China's Geely Automobile Holdings Ltd said it plans to step up car exports this year after testing overseas markets in late 2003, with an eye to selling 30 per cent of its output abroad by 2010.
Automakers in China plan billions of dollars worth of new capacity over the next few years, prompting fears of a glut and leading some to look to exports as a growth outlet, analysts have said.
Just a tiny fraction of China's car output is now exported.
Geely, based in East China's Zhejiang Province, plans to export its homegrown sedans this year to South America and North Africa, and is also looking to the US market, executives said.
Sport utility vehicle maker Great Wall Automobile Holdings Co Ltd, which exports vehicles to the Middle East and South America, also said last week it wants to export to the United States.
The company did not provide other details.
"The export market is important to us," Lawrence Ang, executive director of Hong Kong-listed Geely, said.
"If we can sell our brand overseas, it will also help domestic sales and give us an economy of scale."
Alex Fan, head of China research at Daiwa Institute of Research, said Chinese car exports would be targeted mainly at lower-income markets for the foreseeable future.
He said it will take longer for China to develop export markets for cars than it did for smaller-ticket white goods, such as refrigerators.
"There is still a technology gap between domestic and international carmakers," Fan said.
Cheap cars
Geely, which makes some of the cheapest cars in China, plans to export 5,000 vehicles to the Middle East, South America and North Africa this year after shipping 1,000 cars to Syria in the fourth quarter of 2003 at US$4,000-$6,000 each, Ang said.
Last week, Geely exported 320 cars to Syria, 200 of which were priced at US$10,000 each.
Geely is looking for a US partner to import its cars, said Xiong Jingguo, Geely's project manager for its export division.
"Yes, we have this plan," Xiong said. "The exact number and time frame has yet to be decided."
Geely has yet to meet US emissions standards, he added.
Few cars are exported from China, with manufacturers saying they are busy meeting booming domestic demand.
Exports are also limited by the cost of making cars in China.
Foreign manufacturers say it costs them roughly 20 per cent more to make a car in the Chinese mainland, as many parts must be imported.
Top carmaker General Motors Corp exports a small number of Chinese-made GL8 executive wagons to the Philippines, but says it has no plans to turn China into an export base.
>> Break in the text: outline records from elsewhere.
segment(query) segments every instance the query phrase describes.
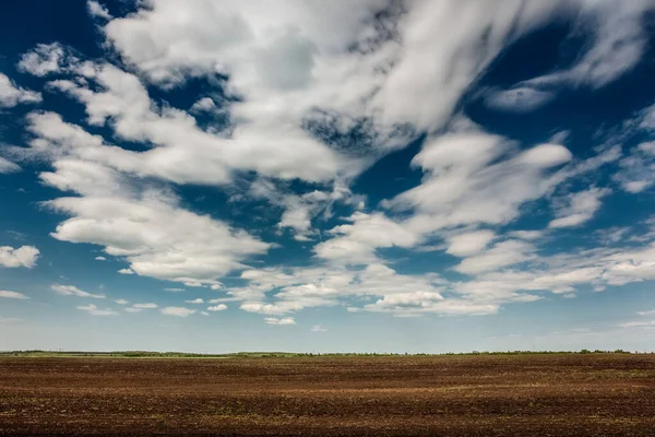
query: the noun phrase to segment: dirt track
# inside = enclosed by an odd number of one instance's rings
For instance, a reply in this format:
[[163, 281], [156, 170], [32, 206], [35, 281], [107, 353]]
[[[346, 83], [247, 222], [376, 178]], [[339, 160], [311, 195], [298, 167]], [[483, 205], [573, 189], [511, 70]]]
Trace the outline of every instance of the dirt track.
[[0, 359], [0, 436], [654, 436], [654, 355]]

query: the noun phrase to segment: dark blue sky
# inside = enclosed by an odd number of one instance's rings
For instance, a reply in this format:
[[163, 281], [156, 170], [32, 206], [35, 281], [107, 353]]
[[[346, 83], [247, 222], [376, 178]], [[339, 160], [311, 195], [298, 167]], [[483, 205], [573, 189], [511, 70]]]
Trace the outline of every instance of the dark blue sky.
[[652, 349], [655, 2], [22, 1], [0, 350]]

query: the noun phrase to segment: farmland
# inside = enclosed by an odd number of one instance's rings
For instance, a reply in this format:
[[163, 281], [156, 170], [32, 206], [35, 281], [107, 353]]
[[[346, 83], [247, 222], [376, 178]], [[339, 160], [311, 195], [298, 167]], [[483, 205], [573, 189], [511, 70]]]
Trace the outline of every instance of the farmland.
[[655, 355], [0, 357], [0, 436], [652, 436]]

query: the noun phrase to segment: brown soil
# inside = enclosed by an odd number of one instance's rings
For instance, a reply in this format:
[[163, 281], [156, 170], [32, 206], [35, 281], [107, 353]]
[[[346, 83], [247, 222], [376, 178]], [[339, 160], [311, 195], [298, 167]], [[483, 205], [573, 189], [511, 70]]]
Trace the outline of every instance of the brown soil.
[[655, 355], [2, 358], [26, 435], [655, 436]]

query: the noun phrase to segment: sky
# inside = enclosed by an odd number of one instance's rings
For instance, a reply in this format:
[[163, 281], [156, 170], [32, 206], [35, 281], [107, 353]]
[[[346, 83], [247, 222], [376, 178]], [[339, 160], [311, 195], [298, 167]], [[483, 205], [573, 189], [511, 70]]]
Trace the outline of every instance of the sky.
[[24, 0], [0, 350], [655, 350], [655, 0]]

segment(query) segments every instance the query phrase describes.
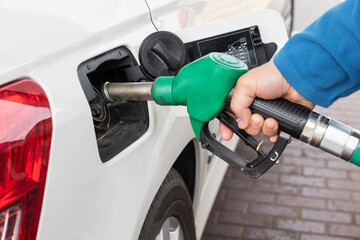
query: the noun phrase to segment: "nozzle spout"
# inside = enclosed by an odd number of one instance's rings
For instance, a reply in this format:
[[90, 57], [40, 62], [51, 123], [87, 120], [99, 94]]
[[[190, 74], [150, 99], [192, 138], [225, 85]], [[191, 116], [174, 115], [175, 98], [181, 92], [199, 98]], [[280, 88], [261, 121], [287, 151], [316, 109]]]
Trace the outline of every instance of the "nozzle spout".
[[153, 100], [152, 82], [141, 83], [110, 83], [102, 86], [102, 93], [108, 102], [117, 101], [149, 101]]

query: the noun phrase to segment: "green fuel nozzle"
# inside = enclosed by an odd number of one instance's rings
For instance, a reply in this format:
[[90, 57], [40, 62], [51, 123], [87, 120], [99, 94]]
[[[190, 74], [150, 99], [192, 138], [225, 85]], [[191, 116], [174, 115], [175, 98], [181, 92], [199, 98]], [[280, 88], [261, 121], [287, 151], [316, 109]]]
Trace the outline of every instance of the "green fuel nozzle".
[[[202, 147], [251, 178], [265, 173], [290, 142], [290, 136], [360, 166], [359, 131], [285, 99], [255, 98], [250, 109], [279, 123], [280, 134], [273, 148], [265, 153], [261, 144], [237, 126], [231, 116], [233, 88], [248, 70], [238, 58], [210, 53], [184, 66], [176, 76], [158, 77], [154, 83], [105, 83], [104, 97], [111, 102], [154, 100], [159, 105], [187, 107], [196, 138]], [[218, 142], [208, 122], [218, 118], [258, 154], [248, 161]]]
[[152, 96], [160, 105], [187, 106], [194, 133], [200, 140], [204, 123], [223, 111], [226, 96], [247, 70], [238, 58], [210, 53], [183, 67], [175, 77], [156, 78]]

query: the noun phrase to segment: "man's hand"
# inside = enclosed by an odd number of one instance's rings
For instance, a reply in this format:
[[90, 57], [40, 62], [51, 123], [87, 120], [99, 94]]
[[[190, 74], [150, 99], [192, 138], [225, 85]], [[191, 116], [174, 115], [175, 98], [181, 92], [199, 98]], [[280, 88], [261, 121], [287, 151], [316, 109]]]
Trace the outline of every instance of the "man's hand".
[[[262, 131], [271, 142], [276, 142], [278, 138], [279, 125], [273, 118], [264, 121], [259, 114], [251, 114], [249, 107], [255, 97], [263, 99], [282, 97], [311, 109], [315, 106], [289, 85], [272, 61], [242, 75], [236, 84], [230, 105], [237, 117], [238, 126], [250, 135], [257, 135]], [[223, 139], [230, 140], [233, 132], [220, 123], [220, 134]]]

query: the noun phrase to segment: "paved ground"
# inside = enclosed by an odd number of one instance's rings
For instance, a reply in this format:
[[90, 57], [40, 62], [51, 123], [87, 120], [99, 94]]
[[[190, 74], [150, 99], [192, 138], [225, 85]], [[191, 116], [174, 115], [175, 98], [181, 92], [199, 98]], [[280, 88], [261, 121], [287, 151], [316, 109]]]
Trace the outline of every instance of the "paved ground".
[[[360, 92], [329, 109], [360, 129]], [[360, 239], [360, 168], [297, 140], [257, 180], [229, 168], [202, 240]]]

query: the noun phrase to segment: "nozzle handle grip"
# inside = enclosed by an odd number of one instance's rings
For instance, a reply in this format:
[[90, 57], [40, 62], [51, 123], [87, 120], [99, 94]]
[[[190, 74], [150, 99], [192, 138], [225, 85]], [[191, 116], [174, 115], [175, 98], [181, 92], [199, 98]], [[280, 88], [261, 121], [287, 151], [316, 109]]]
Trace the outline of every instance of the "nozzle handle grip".
[[[227, 95], [225, 109], [231, 112], [230, 102], [234, 89]], [[264, 100], [255, 98], [250, 106], [253, 113], [260, 114], [264, 118], [274, 118], [279, 123], [279, 129], [294, 138], [299, 139], [305, 124], [312, 112], [311, 109], [290, 102], [283, 98]]]

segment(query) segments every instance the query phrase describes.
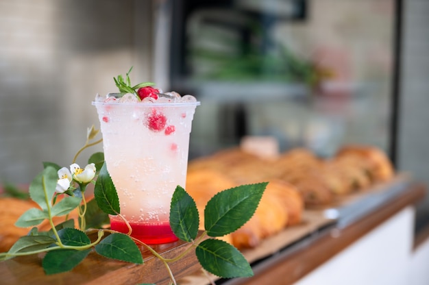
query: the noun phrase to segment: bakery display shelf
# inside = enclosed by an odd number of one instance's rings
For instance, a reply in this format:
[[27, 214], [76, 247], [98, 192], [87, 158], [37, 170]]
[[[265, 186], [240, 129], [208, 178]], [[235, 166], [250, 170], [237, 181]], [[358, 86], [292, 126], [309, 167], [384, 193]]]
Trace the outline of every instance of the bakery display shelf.
[[[302, 222], [269, 236], [256, 247], [241, 250], [254, 271], [269, 267], [278, 260], [305, 249], [323, 236], [350, 225], [404, 194], [413, 182], [406, 175], [397, 175], [389, 182], [375, 184], [366, 190], [339, 196], [330, 205], [307, 208]], [[297, 269], [298, 270], [299, 269]], [[182, 285], [209, 284], [207, 276], [196, 272], [180, 280]], [[234, 284], [241, 279], [219, 279], [210, 275], [216, 284]]]

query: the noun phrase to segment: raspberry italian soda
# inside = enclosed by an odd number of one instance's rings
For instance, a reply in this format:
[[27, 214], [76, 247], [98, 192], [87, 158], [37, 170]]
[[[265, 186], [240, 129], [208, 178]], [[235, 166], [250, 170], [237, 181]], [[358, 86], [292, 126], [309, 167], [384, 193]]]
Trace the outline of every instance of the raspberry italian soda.
[[[97, 96], [93, 104], [107, 169], [132, 236], [146, 244], [177, 240], [169, 225], [170, 203], [177, 186], [186, 184], [189, 135], [199, 102], [145, 86], [135, 94]], [[128, 232], [118, 216], [110, 216], [110, 226]]]

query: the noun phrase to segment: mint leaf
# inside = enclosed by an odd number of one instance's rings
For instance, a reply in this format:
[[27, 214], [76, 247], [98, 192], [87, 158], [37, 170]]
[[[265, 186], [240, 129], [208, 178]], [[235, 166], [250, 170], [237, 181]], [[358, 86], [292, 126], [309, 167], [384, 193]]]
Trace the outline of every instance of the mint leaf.
[[29, 196], [42, 210], [47, 210], [48, 207], [52, 206], [51, 200], [55, 193], [58, 179], [57, 170], [51, 166], [47, 166], [30, 184]]
[[99, 172], [103, 164], [104, 163], [104, 153], [102, 152], [96, 152], [93, 153], [88, 160], [88, 164], [93, 163], [95, 164], [97, 172]]
[[58, 203], [53, 205], [51, 210], [51, 215], [52, 216], [59, 216], [69, 214], [80, 204], [82, 200], [82, 197], [66, 197]]
[[207, 234], [225, 236], [244, 225], [258, 208], [267, 184], [242, 185], [214, 195], [204, 209]]
[[[81, 206], [81, 208], [83, 206]], [[86, 229], [90, 227], [100, 228], [110, 222], [109, 215], [103, 212], [97, 204], [95, 199], [86, 203], [86, 213], [85, 214]]]
[[105, 213], [117, 215], [121, 212], [117, 189], [108, 172], [106, 162], [98, 175], [94, 188], [94, 197], [99, 208]]
[[58, 231], [58, 236], [64, 245], [81, 247], [91, 243], [91, 240], [84, 232], [76, 229], [64, 227]]
[[170, 225], [175, 236], [182, 240], [191, 241], [198, 234], [199, 217], [195, 201], [177, 186], [170, 206]]
[[223, 278], [253, 276], [253, 271], [237, 249], [223, 240], [208, 239], [195, 249], [204, 269]]
[[19, 238], [12, 246], [8, 253], [18, 252], [29, 252], [35, 250], [43, 249], [48, 247], [56, 240], [47, 236], [25, 236]]
[[48, 251], [42, 260], [42, 266], [47, 275], [69, 271], [79, 264], [90, 249], [56, 249]]
[[49, 219], [47, 212], [41, 211], [36, 208], [27, 210], [15, 222], [15, 225], [20, 227], [32, 227], [39, 225], [46, 219]]
[[112, 234], [95, 246], [95, 251], [108, 258], [132, 263], [143, 263], [138, 247], [123, 234]]

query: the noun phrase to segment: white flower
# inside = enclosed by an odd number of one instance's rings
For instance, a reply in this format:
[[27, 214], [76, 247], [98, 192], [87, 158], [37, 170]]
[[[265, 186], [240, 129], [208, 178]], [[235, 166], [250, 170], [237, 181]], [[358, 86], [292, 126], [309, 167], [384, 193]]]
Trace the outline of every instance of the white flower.
[[73, 163], [70, 166], [70, 170], [73, 174], [73, 178], [79, 183], [88, 183], [95, 176], [95, 164], [90, 163], [81, 169], [80, 166]]
[[66, 167], [63, 167], [57, 173], [58, 173], [58, 180], [55, 190], [57, 193], [64, 193], [70, 187], [71, 173]]

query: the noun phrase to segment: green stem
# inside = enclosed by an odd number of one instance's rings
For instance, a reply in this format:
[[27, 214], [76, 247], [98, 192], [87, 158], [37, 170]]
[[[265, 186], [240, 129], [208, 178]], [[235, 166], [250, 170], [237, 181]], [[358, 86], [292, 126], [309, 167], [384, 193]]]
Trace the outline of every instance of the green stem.
[[55, 225], [53, 224], [53, 221], [52, 220], [52, 212], [51, 211], [51, 206], [50, 206], [50, 201], [48, 198], [48, 195], [46, 192], [46, 184], [45, 182], [45, 178], [42, 179], [42, 183], [43, 185], [43, 191], [45, 192], [45, 201], [46, 202], [46, 206], [47, 208], [47, 210], [48, 210], [48, 216], [49, 217], [49, 225], [51, 225], [51, 227], [52, 228], [52, 232], [53, 232], [53, 234], [55, 235], [56, 238], [57, 239], [57, 241], [58, 243], [58, 246], [59, 247], [64, 247], [64, 245], [62, 244], [62, 243], [61, 242], [61, 239], [60, 238], [60, 236], [58, 235], [58, 232], [57, 232], [57, 230], [55, 228]]
[[169, 275], [170, 275], [170, 280], [171, 280], [171, 282], [173, 282], [174, 285], [177, 285], [175, 279], [174, 278], [174, 275], [173, 274], [173, 272], [171, 272], [171, 269], [170, 269], [170, 267], [169, 266], [168, 262], [165, 260], [162, 260], [162, 261], [164, 263], [164, 265], [165, 265], [165, 268], [167, 269], [167, 271], [169, 273]]
[[[177, 261], [180, 259], [182, 258], [184, 256], [185, 256], [186, 254], [188, 254], [189, 251], [191, 251], [191, 250], [193, 249], [193, 247], [196, 247], [202, 241], [202, 239], [206, 236], [207, 236], [207, 232], [204, 231], [204, 232], [203, 232], [203, 234], [198, 238], [197, 238], [195, 240], [192, 241], [192, 245], [191, 245], [189, 247], [188, 247], [182, 253], [179, 254], [177, 256], [176, 256], [174, 258], [164, 258], [160, 256], [160, 257], [167, 262], [174, 262], [175, 261]], [[146, 246], [149, 247], [149, 246], [147, 245]]]
[[86, 221], [85, 220], [85, 214], [86, 213], [86, 200], [85, 199], [85, 188], [86, 188], [86, 185], [81, 185], [80, 189], [81, 193], [82, 194], [82, 202], [83, 202], [83, 209], [81, 207], [79, 207], [78, 214], [80, 218], [80, 230], [82, 231], [85, 230], [85, 227], [86, 227]]
[[10, 257], [10, 256], [29, 256], [32, 254], [36, 254], [36, 253], [40, 253], [42, 252], [47, 252], [47, 251], [51, 251], [53, 250], [57, 250], [57, 249], [75, 249], [75, 250], [84, 250], [84, 249], [88, 249], [92, 247], [93, 247], [94, 245], [98, 244], [100, 240], [101, 240], [101, 238], [104, 236], [104, 230], [98, 230], [98, 238], [97, 238], [97, 240], [94, 241], [93, 243], [90, 243], [89, 245], [81, 245], [81, 246], [74, 246], [74, 245], [64, 245], [62, 243], [56, 243], [56, 244], [57, 245], [58, 245], [58, 247], [47, 247], [45, 249], [38, 249], [38, 250], [35, 250], [33, 251], [27, 251], [27, 252], [16, 252], [14, 253], [8, 253], [7, 252], [5, 253], [0, 253], [0, 257]]

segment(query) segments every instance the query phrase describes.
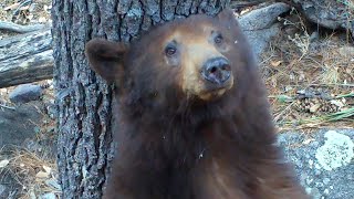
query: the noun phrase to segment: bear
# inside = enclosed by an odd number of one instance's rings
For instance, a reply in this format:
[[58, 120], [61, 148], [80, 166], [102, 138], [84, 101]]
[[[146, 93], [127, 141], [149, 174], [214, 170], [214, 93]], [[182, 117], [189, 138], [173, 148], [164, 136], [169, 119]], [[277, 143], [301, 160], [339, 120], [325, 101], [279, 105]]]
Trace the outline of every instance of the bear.
[[274, 144], [266, 86], [232, 10], [166, 22], [131, 44], [93, 39], [85, 54], [116, 85], [103, 198], [308, 198]]

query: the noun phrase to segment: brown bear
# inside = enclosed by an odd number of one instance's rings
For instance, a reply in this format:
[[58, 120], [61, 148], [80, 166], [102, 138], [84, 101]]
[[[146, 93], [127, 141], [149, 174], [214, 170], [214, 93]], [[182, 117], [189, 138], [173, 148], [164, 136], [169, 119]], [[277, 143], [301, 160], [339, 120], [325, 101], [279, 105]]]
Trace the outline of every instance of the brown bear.
[[118, 87], [104, 198], [308, 198], [274, 145], [266, 90], [231, 10], [167, 22], [131, 45], [94, 39], [86, 55]]

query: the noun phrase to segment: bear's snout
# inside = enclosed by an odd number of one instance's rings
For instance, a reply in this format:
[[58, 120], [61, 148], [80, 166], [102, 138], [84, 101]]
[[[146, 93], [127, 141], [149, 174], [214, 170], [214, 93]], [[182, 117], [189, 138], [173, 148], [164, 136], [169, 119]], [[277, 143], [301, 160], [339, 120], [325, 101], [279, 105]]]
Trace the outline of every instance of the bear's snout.
[[201, 76], [216, 86], [222, 87], [231, 76], [229, 61], [225, 57], [209, 59], [201, 67]]

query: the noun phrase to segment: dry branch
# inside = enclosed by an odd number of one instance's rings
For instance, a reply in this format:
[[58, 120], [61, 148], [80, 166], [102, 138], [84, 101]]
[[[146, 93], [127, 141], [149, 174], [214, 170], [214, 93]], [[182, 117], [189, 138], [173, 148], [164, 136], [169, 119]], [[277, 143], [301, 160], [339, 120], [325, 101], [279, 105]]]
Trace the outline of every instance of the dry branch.
[[50, 29], [0, 41], [0, 87], [30, 83], [53, 76]]

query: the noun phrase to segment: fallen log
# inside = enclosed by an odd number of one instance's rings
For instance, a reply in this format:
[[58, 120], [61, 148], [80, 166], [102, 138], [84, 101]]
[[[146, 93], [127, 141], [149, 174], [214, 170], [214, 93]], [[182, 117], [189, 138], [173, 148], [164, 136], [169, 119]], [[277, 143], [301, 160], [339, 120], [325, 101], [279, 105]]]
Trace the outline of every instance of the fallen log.
[[0, 87], [52, 78], [50, 29], [0, 40]]

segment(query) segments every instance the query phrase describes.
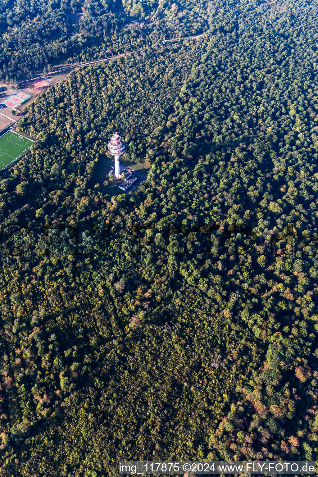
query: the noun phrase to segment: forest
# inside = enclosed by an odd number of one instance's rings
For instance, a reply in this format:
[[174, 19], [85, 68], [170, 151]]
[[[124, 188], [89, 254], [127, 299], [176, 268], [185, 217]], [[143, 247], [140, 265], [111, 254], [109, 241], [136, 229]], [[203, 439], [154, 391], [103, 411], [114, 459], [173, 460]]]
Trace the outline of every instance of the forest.
[[204, 13], [191, 4], [148, 3], [5, 0], [0, 4], [0, 80], [18, 85], [61, 63], [125, 53], [160, 38], [190, 36], [207, 29], [200, 16]]
[[[206, 35], [79, 68], [18, 123], [36, 142], [0, 176], [1, 476], [317, 459], [317, 7], [193, 11]], [[151, 167], [111, 196], [92, 184], [116, 130]]]

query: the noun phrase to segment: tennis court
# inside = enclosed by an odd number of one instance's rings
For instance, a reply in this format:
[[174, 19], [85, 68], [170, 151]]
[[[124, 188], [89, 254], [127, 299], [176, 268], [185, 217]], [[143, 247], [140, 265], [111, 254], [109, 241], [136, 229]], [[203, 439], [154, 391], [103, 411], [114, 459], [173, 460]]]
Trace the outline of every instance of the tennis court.
[[33, 141], [9, 131], [0, 137], [0, 171], [30, 149]]
[[17, 106], [20, 106], [24, 101], [31, 97], [31, 94], [26, 94], [22, 91], [17, 91], [13, 94], [10, 94], [7, 97], [5, 98], [2, 101], [0, 101], [1, 104], [5, 104], [9, 106], [10, 108], [16, 108]]

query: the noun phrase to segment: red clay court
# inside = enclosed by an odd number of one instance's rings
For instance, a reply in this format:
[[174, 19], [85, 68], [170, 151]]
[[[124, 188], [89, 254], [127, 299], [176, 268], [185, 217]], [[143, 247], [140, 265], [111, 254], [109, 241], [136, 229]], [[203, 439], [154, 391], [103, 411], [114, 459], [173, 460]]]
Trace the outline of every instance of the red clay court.
[[43, 80], [35, 80], [31, 83], [29, 86], [30, 86], [31, 84], [33, 85], [34, 89], [41, 89], [41, 88], [45, 88], [45, 86], [48, 86], [50, 83]]
[[31, 94], [27, 94], [25, 93], [22, 93], [22, 91], [17, 91], [13, 94], [10, 94], [10, 96], [5, 98], [1, 102], [1, 104], [8, 106], [10, 108], [16, 108], [31, 97]]

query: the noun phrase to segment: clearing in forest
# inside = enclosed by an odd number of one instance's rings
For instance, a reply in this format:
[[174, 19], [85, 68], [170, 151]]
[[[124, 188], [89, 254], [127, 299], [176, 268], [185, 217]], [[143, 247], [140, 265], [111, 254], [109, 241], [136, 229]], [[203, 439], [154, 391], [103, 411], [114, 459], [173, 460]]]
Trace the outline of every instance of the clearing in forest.
[[0, 171], [20, 157], [33, 143], [31, 139], [9, 131], [0, 137]]

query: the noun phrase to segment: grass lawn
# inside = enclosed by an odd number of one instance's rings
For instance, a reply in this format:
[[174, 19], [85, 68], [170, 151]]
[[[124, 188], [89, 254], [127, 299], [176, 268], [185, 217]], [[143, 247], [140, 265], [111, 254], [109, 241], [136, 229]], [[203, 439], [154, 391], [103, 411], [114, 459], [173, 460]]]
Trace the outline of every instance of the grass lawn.
[[29, 149], [33, 141], [9, 131], [0, 137], [0, 171]]

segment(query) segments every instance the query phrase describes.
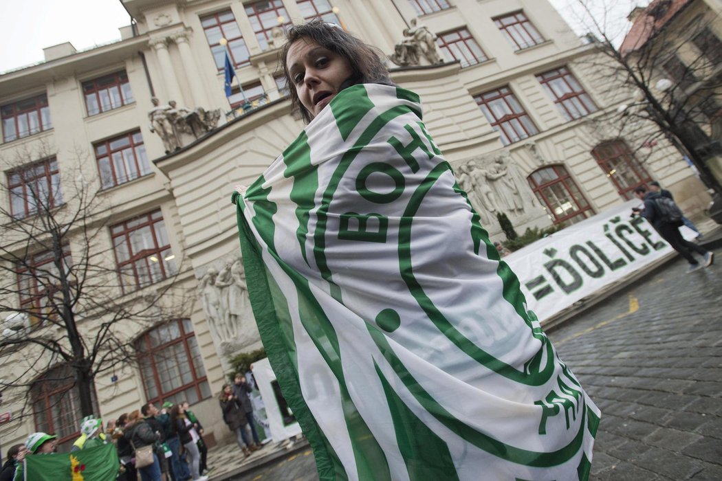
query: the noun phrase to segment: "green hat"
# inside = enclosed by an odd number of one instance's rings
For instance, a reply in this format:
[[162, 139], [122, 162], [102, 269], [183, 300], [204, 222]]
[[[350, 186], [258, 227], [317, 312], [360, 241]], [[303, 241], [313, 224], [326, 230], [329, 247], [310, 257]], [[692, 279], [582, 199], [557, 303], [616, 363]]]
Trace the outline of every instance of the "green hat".
[[45, 433], [33, 433], [30, 436], [27, 436], [27, 441], [25, 441], [25, 447], [31, 453], [35, 454], [38, 449], [43, 445], [43, 443], [46, 441], [50, 441], [51, 439], [55, 439], [58, 436], [54, 434], [46, 434]]

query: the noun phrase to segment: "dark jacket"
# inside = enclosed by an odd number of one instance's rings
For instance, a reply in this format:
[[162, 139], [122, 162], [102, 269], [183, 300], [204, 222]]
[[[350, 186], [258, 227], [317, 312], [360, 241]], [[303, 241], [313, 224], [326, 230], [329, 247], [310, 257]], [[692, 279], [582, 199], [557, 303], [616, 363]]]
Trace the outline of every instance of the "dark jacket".
[[175, 418], [175, 423], [173, 425], [174, 432], [178, 434], [181, 444], [187, 444], [193, 441], [191, 436], [191, 430], [193, 428], [193, 424], [186, 424], [186, 416], [179, 416]]
[[221, 399], [219, 401], [221, 405], [221, 410], [223, 412], [223, 420], [228, 426], [228, 429], [235, 431], [238, 428], [248, 423], [245, 413], [243, 412], [235, 400]]
[[136, 449], [152, 444], [160, 438], [160, 436], [153, 431], [151, 425], [145, 420], [134, 424], [123, 436], [126, 439], [132, 442]]
[[240, 384], [233, 383], [233, 395], [238, 398], [238, 403], [243, 412], [253, 412], [253, 406], [251, 404], [251, 398], [248, 397], [248, 394], [253, 390], [248, 382], [242, 382]]
[[12, 481], [12, 477], [15, 475], [15, 460], [8, 459], [2, 465], [2, 471], [0, 471], [0, 481]]

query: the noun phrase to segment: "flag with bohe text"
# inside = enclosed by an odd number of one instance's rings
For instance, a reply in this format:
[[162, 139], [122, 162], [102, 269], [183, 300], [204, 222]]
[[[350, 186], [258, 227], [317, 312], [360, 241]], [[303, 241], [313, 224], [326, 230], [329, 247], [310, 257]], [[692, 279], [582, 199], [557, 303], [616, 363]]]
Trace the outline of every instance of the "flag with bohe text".
[[587, 479], [599, 411], [415, 94], [342, 91], [233, 200], [261, 340], [321, 479]]
[[23, 461], [27, 481], [108, 481], [115, 480], [119, 464], [113, 444], [70, 453], [30, 454]]

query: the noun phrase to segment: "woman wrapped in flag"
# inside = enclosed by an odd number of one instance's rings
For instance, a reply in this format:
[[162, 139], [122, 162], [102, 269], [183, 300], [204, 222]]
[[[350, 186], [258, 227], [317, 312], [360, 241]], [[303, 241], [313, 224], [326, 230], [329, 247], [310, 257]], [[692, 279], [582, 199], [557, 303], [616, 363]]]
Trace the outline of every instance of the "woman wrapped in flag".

Volkswagen AG has said it wants to increase exports from China to nearby countries, but off a low base.
Analysts say multinationals, which are investing a combined US$13 billion to produce 6 million cars annually in China by the end of the decade, may one day turn the country into an export base to offset slowing domestic sales.
Car sales in China almost doubled, to around 2 million units, last year, but are expected to only grow 10 to 20 per cent this year. That has prompted fears of a price war that will sap profit margins.
Overproduction fears have dragged down shares in Hong Kong-listed automakers in recent months.
Geely aims to make 200,000 cars this year, rising to 1.2 million in 2010.
"For us, all markets around the world are our targets to achieve high growth," said Geely Chairman He Xuechu.
Geely has two car ventures that make low-priced sedans under the brands Maple, Merrie and Uliou, and the Beauty Leopard sports car.
It also makes the Haoqing minicar, the cheapest on the Chinese market, at just 32,000 yuan (US$3,867).